Et oui ! j’ai osé tenter l’aventure et par un beau matin d’hiver j’ai réalisé mon bœuf-carottes à la gelée façon Françoise. Je ne suis pas le mieux placé pour porter un jugement mais mes enfants réunis à cette occasion n’ont pas tari d’éloges. Il est vrai qu’ils sont gentils et bien élevés.

Voici ma recette :

Pour 6 personnes

  • 1,2 kg de paleron

  • 1 pied de veau coupé en deux

  • 3 carottes

  • 1 navet

  • 1 oignon piqué de deux clous de girofle

  • 1 poireau

  • 3 gousses d’ail

  • 1 branche de céleri

  • quelques brins de persil plat

  • 5 grains de poivre

  • 1 bouquet garni

  • Gros sel

  • 20 cl de vin blanc sec

  1. Mettre la viande et le pied de veau dans un grand faitout, couvrir d’eau, ajouter le vin blanc et porter à ébullition. 
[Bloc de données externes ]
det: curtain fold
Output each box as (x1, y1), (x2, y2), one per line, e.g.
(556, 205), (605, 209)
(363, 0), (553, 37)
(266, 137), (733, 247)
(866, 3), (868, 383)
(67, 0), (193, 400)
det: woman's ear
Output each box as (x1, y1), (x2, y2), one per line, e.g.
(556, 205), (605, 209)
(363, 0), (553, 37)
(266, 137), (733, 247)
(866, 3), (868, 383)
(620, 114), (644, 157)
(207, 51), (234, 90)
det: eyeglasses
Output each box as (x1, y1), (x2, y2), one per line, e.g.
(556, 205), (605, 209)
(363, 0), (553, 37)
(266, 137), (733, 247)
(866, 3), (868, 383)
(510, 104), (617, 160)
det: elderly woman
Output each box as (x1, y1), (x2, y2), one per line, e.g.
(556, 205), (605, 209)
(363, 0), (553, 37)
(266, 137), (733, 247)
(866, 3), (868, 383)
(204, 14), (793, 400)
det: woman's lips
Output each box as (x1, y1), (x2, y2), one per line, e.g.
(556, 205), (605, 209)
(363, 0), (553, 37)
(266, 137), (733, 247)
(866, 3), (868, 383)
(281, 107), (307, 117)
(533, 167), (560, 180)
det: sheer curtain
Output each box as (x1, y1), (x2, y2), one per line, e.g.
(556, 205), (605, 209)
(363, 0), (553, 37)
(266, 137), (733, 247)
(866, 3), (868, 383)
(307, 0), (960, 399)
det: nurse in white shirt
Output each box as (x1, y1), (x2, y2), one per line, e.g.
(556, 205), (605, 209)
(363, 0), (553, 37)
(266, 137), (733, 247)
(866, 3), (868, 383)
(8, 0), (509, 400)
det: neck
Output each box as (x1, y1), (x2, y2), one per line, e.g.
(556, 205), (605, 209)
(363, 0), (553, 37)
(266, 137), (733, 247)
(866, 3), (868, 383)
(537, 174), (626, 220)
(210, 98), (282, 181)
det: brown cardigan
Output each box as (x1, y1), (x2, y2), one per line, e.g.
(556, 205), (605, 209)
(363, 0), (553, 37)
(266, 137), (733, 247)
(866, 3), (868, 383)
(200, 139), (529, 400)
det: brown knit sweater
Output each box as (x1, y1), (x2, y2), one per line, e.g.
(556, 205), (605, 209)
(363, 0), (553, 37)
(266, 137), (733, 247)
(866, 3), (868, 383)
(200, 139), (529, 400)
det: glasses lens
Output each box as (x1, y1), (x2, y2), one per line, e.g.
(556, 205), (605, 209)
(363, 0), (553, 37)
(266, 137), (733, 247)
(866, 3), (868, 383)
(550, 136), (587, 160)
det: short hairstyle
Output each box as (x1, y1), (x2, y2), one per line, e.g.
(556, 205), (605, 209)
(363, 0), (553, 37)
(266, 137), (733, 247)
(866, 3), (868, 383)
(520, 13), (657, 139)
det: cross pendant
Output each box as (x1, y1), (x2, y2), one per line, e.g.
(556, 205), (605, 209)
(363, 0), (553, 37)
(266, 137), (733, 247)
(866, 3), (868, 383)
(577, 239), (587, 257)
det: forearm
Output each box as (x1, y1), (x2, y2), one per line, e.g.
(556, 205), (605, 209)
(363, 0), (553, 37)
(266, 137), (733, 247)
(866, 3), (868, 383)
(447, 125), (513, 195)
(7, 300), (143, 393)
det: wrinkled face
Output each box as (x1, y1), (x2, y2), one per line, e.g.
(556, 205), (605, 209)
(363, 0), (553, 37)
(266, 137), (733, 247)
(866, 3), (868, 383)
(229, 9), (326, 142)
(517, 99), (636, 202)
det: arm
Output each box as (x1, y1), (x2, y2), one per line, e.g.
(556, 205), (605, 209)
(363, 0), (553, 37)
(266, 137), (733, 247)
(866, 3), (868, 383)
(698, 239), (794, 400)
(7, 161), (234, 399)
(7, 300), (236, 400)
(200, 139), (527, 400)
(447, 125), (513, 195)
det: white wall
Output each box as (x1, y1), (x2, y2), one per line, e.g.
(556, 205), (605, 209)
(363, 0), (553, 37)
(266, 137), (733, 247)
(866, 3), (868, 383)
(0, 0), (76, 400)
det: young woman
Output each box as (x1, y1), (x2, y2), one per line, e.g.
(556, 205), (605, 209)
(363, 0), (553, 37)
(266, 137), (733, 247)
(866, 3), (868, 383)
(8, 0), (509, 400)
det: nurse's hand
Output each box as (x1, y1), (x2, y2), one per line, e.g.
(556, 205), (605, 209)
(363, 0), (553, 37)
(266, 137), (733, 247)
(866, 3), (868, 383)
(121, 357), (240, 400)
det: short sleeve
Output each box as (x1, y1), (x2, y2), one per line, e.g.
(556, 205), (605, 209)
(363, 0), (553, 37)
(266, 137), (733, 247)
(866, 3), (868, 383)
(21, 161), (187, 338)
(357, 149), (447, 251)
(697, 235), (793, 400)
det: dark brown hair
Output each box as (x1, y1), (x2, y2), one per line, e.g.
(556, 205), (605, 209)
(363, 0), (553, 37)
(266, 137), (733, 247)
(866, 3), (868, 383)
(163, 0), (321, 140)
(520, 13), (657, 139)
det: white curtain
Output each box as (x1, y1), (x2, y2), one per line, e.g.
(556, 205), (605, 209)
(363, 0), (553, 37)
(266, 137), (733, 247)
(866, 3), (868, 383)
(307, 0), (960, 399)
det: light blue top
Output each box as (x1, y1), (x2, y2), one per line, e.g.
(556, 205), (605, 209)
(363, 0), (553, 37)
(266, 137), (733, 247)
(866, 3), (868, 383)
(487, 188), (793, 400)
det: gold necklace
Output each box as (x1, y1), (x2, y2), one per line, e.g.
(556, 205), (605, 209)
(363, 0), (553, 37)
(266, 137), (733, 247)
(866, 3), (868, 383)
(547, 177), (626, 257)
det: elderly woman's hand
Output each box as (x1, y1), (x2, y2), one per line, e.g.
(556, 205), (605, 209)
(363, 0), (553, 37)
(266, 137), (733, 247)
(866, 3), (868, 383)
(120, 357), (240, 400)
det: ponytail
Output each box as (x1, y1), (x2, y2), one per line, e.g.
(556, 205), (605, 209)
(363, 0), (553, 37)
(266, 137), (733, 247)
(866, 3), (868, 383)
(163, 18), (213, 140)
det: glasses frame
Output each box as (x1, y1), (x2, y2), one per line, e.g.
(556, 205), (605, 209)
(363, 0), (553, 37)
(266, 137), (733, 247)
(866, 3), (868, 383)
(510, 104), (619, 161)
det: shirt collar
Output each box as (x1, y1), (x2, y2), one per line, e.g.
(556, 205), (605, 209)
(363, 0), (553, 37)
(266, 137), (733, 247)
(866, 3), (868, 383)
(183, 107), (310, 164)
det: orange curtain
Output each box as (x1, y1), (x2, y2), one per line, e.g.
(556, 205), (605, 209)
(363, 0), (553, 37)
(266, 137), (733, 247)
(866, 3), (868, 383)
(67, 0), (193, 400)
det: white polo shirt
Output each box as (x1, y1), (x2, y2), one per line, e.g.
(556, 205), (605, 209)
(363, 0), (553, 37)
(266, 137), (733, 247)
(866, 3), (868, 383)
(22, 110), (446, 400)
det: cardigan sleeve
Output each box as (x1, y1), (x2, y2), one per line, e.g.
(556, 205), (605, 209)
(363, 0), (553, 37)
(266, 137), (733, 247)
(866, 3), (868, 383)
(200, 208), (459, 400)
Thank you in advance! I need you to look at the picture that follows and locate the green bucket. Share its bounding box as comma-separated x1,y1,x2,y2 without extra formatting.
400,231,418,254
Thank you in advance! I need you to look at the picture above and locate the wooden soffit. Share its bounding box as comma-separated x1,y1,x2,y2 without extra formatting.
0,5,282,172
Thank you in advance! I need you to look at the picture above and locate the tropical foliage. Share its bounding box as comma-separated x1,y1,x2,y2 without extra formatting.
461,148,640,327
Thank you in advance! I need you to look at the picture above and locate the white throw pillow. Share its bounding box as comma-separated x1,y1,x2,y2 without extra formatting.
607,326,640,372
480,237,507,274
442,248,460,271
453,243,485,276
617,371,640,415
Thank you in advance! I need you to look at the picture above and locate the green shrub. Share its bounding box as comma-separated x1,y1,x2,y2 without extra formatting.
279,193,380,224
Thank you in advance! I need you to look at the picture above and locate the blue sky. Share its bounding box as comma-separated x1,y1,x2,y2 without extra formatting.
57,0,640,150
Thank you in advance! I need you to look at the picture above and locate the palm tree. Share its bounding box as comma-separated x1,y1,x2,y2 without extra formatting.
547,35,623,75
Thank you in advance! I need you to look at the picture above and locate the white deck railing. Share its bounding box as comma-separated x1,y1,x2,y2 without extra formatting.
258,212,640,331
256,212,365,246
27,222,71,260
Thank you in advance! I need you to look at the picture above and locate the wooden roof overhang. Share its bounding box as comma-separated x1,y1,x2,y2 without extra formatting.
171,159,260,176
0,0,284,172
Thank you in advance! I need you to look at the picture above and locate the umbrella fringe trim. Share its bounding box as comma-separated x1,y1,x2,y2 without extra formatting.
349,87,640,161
  2. Pendant ce temps éplucher, laver les légumes. Dès que l’eau bout, écumer soigneusement puis ajouter les légumes et les autres ingrédients, saler et poivrer et laisser cuire 2 heures 30 à feu doux.

  3. Découper le bœuf en petits cubes.

  4. Taillez les carottes en rondelles épaisses, couper les autres légumes en petits morceaux.

  5. Passer le bouillon au chinois fin, vérifier son assaisonnement et laisser tiédir.

  6. Versez une couche de bouillon de quelques mm d’épaisseur au fond d’une terrine, ajoutez quelques brins de persil, des rondelles de carottes et laissez prendre au frais.

  7. Remplir la terrine en ajoutant les cubes de viande, les carottes et les autres légumes coupés

  8. Recouvrir l’ensemble avec le bouillon tiède.

  9. Mettre 12 heures au réfrigérateur avant de servir avec des cornichons et des petits oignons.

* Le pied de veau sert essentiellement à permettre au jus de cuisson de gélifier lorsqu’il est froid sans qu’il soit nécessaire d’ajouter de la poudre ou des feuilles de gelée industrielles. Il est possible d’ajouter aux morceaux de bœuf la chair du pied de veau coupée en petits dés mais attention, certains n’apprécient pas le côté un peu gélatineux de ces morceaux.

 

 

 

 

 

 

 

6 réflexions sur « Le bœuf à la gelée de Françoise »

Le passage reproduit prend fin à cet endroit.